Actively managing fixed income has a mixed track record at best, but it still may be time for investors to get more creative and tactical, argues Richard Bernstein.

Daniel Acker/Bloomberg

Daniel Acker/Bloomberg

Bond funds have delivered positive returns for decades. But investors can thank secular disinflation and falling interest rates, not their own decisions on where to place their bets or the moves of active managers. Investors, asset managers, advisors and consultants are now debating new models of bond investing as the tailwinds start to die down and losses pile up.

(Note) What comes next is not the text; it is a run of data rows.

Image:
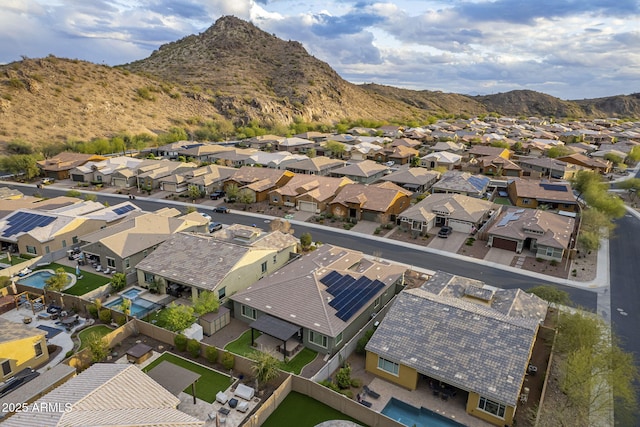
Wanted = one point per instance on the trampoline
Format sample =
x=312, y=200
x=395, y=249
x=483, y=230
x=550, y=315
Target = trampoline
x=51, y=332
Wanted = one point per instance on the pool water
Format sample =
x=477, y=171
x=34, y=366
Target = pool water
x=412, y=416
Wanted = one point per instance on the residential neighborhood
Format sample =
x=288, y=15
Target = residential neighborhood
x=188, y=268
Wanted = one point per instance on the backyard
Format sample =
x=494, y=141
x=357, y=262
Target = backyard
x=298, y=410
x=210, y=382
x=242, y=346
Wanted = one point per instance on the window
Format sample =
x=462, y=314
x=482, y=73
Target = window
x=494, y=408
x=6, y=368
x=38, y=348
x=249, y=312
x=388, y=366
x=318, y=339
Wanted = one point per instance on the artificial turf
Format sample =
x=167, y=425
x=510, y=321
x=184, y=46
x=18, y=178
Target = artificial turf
x=210, y=382
x=298, y=410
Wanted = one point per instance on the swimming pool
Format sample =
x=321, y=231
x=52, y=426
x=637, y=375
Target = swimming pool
x=38, y=279
x=412, y=416
x=139, y=306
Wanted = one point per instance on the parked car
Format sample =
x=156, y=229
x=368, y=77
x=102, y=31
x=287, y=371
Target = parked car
x=214, y=226
x=444, y=232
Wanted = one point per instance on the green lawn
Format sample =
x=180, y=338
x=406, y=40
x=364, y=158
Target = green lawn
x=242, y=346
x=101, y=330
x=210, y=382
x=298, y=410
x=88, y=283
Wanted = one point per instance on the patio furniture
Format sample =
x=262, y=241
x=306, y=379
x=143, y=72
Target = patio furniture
x=244, y=392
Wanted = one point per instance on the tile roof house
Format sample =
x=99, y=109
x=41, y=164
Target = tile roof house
x=365, y=172
x=58, y=166
x=21, y=347
x=308, y=193
x=469, y=336
x=225, y=262
x=305, y=294
x=376, y=202
x=462, y=213
x=462, y=183
x=548, y=235
x=107, y=394
x=527, y=193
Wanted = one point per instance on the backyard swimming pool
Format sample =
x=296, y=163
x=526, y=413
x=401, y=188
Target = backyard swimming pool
x=412, y=416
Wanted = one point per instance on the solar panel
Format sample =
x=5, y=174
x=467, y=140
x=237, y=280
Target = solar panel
x=123, y=209
x=23, y=222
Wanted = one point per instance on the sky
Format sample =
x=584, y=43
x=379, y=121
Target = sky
x=571, y=49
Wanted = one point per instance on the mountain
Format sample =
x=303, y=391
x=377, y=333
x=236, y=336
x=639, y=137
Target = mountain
x=237, y=72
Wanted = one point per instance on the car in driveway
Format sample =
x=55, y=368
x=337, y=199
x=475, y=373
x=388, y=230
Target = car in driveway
x=444, y=232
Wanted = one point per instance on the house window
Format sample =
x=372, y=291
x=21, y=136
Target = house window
x=494, y=408
x=249, y=312
x=6, y=368
x=38, y=348
x=318, y=339
x=388, y=366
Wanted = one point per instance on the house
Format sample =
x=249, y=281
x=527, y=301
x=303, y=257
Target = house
x=441, y=159
x=321, y=299
x=547, y=234
x=468, y=336
x=321, y=166
x=365, y=172
x=533, y=193
x=58, y=166
x=462, y=213
x=308, y=193
x=462, y=183
x=121, y=246
x=226, y=262
x=106, y=394
x=21, y=347
x=417, y=180
x=370, y=202
x=597, y=165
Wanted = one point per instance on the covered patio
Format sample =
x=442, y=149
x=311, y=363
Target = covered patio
x=278, y=336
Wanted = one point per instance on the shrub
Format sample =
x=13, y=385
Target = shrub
x=105, y=316
x=180, y=342
x=211, y=353
x=193, y=346
x=228, y=360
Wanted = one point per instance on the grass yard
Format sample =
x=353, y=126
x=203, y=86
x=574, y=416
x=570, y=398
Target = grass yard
x=298, y=410
x=88, y=283
x=210, y=382
x=101, y=330
x=242, y=346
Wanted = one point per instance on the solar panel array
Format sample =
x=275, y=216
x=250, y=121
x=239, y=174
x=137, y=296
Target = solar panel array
x=23, y=222
x=123, y=209
x=350, y=294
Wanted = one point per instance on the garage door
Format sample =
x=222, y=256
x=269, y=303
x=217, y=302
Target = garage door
x=509, y=245
x=307, y=206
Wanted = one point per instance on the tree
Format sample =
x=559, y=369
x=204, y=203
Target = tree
x=551, y=294
x=177, y=318
x=58, y=281
x=266, y=367
x=206, y=303
x=118, y=282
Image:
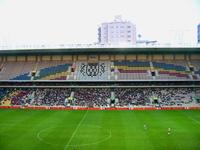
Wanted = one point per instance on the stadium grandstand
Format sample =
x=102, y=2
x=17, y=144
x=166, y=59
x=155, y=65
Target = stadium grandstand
x=100, y=98
x=100, y=77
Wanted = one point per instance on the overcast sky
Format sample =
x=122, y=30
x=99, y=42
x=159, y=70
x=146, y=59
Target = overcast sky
x=76, y=21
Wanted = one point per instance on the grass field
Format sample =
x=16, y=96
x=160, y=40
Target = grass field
x=85, y=130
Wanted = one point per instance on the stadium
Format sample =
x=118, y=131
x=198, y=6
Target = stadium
x=100, y=98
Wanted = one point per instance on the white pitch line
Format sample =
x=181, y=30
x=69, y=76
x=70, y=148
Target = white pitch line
x=74, y=133
x=191, y=118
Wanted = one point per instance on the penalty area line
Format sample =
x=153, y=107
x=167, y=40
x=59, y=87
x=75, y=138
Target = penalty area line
x=74, y=133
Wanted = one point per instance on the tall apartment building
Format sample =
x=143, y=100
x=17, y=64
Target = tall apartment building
x=198, y=33
x=117, y=32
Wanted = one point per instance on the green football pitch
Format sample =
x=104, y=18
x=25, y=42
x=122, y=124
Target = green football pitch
x=85, y=130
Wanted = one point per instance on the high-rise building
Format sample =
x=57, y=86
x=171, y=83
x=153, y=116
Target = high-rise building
x=117, y=32
x=198, y=33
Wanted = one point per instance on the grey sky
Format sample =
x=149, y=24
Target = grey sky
x=76, y=21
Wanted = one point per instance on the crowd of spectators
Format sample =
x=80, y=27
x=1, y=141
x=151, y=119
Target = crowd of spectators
x=99, y=97
x=92, y=97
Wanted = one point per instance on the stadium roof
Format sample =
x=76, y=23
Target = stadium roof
x=72, y=51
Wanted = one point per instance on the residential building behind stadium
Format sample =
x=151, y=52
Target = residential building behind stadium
x=100, y=77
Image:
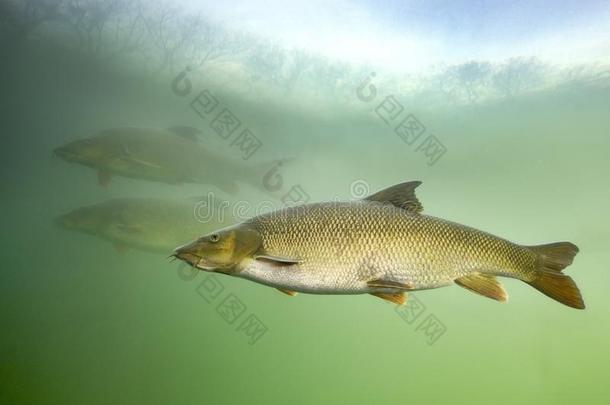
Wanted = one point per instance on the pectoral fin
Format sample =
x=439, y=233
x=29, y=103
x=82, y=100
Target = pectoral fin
x=483, y=284
x=380, y=283
x=287, y=292
x=398, y=298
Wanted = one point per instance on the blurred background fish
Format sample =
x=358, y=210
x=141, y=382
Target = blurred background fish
x=148, y=224
x=173, y=155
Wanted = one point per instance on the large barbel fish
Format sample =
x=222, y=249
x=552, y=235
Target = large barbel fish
x=382, y=245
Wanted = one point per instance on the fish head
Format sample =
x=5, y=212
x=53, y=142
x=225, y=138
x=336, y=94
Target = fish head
x=221, y=251
x=89, y=151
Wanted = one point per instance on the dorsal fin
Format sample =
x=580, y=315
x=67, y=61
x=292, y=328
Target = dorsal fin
x=187, y=132
x=401, y=195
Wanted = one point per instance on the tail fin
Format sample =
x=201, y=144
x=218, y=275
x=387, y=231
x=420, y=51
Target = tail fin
x=549, y=280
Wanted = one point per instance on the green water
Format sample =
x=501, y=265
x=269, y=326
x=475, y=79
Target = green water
x=85, y=324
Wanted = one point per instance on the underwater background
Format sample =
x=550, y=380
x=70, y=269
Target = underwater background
x=501, y=110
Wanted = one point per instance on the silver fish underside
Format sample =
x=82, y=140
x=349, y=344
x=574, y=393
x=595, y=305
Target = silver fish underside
x=344, y=248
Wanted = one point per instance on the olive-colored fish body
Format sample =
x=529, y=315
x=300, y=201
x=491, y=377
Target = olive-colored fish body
x=381, y=245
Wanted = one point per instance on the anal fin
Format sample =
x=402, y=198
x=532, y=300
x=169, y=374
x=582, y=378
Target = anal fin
x=398, y=298
x=484, y=285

Richard Bernstein, a former Hall-of-Famer on Institutional Investor’s All-America Research Team, argues that the traditional buy-and-hold strategy is unlikely to perform well in an environment of rate hikes and persistent inflation. According to the latest report from his advisory firm, Richard Bernstein Advisors, fixed income investors have historically tended to buy and hold bonds and fixed income assets, in part because of the difficulty in determining the correct allocation decisions. But buying and holding may not work in a changing economic landscape, even if it hasn’t gotten any easier to forecast macro moves.

Bernstein told Institutional Investor, “During the bond bull market, one really didn’t have to manage duration or credit effectively because the bull market hid mistakes. In a bear market, there is nothing to cover mistakes so bond investors will have to be “true” — and successful — active managers.”

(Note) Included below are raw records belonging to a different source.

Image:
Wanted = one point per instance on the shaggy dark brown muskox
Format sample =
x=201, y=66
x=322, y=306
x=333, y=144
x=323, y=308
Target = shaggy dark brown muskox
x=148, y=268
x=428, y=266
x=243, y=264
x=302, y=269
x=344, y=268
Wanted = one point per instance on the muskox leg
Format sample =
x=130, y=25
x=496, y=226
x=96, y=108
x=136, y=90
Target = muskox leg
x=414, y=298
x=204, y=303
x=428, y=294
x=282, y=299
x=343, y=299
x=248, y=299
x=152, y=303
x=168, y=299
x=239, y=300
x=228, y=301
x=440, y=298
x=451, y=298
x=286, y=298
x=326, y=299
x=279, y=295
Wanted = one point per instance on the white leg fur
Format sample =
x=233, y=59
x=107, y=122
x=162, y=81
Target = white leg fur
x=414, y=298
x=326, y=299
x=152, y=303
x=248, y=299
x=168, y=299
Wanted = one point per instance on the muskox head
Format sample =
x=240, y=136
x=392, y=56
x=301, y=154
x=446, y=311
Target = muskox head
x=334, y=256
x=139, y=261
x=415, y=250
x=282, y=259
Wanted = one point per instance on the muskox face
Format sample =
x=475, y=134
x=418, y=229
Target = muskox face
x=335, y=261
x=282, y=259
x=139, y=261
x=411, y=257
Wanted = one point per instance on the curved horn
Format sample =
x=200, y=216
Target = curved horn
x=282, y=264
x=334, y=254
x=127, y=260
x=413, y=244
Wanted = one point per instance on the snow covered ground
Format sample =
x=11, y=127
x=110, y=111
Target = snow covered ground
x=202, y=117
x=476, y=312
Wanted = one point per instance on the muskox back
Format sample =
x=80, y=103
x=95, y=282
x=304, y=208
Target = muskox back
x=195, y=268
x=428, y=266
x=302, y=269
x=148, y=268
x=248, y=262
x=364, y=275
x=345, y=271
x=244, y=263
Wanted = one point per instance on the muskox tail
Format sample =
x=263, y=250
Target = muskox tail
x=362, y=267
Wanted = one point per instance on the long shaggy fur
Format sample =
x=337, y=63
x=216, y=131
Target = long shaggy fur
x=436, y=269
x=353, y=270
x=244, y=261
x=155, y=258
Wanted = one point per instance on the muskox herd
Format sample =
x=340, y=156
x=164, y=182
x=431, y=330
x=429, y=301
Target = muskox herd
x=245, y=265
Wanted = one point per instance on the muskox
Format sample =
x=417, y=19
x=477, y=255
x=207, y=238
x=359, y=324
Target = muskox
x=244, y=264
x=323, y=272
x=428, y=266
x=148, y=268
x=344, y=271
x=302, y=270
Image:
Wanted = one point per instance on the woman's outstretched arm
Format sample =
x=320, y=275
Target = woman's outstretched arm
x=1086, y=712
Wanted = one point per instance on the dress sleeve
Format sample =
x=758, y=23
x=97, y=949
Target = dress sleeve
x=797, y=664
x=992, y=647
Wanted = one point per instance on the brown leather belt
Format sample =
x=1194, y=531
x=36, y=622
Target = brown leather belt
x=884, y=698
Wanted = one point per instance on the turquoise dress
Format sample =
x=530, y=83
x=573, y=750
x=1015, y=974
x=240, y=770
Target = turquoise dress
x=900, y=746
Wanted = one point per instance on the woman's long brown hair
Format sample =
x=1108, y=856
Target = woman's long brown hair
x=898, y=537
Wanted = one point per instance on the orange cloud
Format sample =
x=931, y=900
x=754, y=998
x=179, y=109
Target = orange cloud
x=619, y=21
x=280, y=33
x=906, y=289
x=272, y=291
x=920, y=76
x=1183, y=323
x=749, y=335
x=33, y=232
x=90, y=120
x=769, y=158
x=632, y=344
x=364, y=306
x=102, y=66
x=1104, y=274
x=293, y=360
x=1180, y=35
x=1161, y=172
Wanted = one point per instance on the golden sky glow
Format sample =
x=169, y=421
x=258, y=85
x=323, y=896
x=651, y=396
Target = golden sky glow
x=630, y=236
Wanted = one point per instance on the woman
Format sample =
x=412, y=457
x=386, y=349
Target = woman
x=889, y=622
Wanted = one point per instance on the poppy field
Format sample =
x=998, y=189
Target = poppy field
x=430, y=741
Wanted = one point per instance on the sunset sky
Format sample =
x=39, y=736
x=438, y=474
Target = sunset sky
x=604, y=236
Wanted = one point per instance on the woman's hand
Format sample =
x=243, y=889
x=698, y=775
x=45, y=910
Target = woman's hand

There’s long been a debate, well before the current meltdown, about whether active managers of bonds can deliver returns above a passive fund. Bill Gross, who ran Pimco’s total return fund and arguably invented active bond management, doubted whether he really generated alpha, given the tailwind of declining interest rates he enjoyed for decades. In a 2019 study AQR found that instead of delivering “true alpha,” active fixed income managers had been mostly “repackaging” traditional risk factors such as duration, corporate credit, emerging markets, and volatility risks.

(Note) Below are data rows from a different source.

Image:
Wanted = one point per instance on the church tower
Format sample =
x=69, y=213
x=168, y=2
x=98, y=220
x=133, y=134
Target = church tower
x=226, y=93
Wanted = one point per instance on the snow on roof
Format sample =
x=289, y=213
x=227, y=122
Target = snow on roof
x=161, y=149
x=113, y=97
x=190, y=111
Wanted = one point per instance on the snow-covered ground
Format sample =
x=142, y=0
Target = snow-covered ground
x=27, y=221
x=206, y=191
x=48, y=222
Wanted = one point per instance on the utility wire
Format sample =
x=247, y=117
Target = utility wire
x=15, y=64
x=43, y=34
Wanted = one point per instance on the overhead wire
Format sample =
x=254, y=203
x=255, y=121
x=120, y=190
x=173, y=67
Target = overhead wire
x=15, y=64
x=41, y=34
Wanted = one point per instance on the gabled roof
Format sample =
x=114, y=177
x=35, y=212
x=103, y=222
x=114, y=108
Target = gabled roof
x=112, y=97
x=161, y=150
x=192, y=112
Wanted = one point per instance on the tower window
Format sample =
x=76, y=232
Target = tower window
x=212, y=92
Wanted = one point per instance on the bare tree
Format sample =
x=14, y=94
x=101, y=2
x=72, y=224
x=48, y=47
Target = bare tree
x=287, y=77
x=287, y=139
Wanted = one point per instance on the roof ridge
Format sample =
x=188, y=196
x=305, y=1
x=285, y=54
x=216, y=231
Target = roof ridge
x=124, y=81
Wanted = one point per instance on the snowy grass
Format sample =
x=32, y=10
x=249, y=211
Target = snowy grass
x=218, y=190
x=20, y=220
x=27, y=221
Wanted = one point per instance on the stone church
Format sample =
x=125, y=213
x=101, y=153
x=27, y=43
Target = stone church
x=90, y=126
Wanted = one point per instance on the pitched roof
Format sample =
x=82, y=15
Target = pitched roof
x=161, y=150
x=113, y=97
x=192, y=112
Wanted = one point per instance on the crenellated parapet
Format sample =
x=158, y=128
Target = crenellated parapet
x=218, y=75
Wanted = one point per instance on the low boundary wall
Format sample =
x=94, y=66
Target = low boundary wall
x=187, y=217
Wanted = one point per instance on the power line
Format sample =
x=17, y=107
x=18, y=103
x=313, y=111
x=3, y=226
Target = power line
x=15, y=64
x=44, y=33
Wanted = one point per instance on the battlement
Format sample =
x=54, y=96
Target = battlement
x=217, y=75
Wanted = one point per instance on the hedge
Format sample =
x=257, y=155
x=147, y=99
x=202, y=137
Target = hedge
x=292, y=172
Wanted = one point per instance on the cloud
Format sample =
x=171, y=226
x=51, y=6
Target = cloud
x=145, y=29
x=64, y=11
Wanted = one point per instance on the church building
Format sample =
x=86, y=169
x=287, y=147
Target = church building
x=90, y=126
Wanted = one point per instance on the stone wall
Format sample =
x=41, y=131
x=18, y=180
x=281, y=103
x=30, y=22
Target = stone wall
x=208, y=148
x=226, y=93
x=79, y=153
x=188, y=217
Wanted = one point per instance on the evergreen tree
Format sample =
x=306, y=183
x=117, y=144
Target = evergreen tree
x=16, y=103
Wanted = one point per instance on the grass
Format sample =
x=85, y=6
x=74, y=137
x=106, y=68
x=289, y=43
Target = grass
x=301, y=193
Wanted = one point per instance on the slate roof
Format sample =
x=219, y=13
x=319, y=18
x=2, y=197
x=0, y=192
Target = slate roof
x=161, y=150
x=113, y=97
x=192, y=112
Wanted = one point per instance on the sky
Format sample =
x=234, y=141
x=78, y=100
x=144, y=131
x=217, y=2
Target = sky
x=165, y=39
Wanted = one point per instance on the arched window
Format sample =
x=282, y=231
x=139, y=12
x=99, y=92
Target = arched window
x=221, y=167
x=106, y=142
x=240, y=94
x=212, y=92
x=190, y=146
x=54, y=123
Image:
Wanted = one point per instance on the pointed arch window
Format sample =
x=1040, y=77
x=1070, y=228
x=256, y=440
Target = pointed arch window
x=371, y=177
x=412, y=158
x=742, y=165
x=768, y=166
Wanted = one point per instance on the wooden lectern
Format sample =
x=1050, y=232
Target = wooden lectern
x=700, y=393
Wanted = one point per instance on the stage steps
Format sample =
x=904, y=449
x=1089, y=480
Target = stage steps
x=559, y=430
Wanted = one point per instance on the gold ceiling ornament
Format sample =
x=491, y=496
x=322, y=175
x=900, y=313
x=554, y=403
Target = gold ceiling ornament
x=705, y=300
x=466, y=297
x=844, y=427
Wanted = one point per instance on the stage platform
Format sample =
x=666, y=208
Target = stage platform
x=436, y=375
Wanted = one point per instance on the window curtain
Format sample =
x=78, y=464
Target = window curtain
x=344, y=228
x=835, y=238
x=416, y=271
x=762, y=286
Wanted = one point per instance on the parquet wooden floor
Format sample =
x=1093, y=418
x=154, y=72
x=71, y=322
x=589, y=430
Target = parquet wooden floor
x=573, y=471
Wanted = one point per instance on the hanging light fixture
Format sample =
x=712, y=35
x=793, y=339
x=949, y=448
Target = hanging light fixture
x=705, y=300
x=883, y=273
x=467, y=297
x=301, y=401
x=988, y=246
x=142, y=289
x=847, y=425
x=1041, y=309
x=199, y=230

Bernstein analyzed data from Dalbar’s 2021 results on the performance of the average bond investor, which found overall that while buying and holding fixed income has helped generate positive returns in the bull market, it did not help them outperform benchmarks and index funds. The most recent 20-year annualized return of an average investor in fixed income funds didn’t even outrun that of treasuries and other bond benchmarks. “Their timing decisions were so poor that they underperformed any buy-and-hold strategy in any fixed-income classification,” the report said.

“We believe we are at the start of a pro-inflation paradigm shift, which will challenge traditional buy-and-hold fixed-income investing,” according to the report. “If active individual fixed-income investors performed so terribly during a secular bull market, it seems quite a challenge to expect them to perform well during a less advantageous secular period.”


The solution, according to RBA, is to be more creative, more tactical, and more active. Investors should look for unique asset classes and hedging strategies. For example, floating-rate bonds have proved to be a great hedge against rising interest rates.

“I think it is a combination of looking for different sub-asset classes within fixed-income and decidedly changing those positions as the economic cycle changes,” Bernstein said. Investors will need to move from long to short duration and along the credit spectrum. “Institutions have focused on the newest ‘sexiest’ fixed-income asset class as opposed to shifting among them,” he added.

It was only natural for investors to be less active about their bond allocations when the market was on an upward trend. An active fixed income investor “would have had to make roughly 16 important allocation decisions in the last 10 years,” according to the report.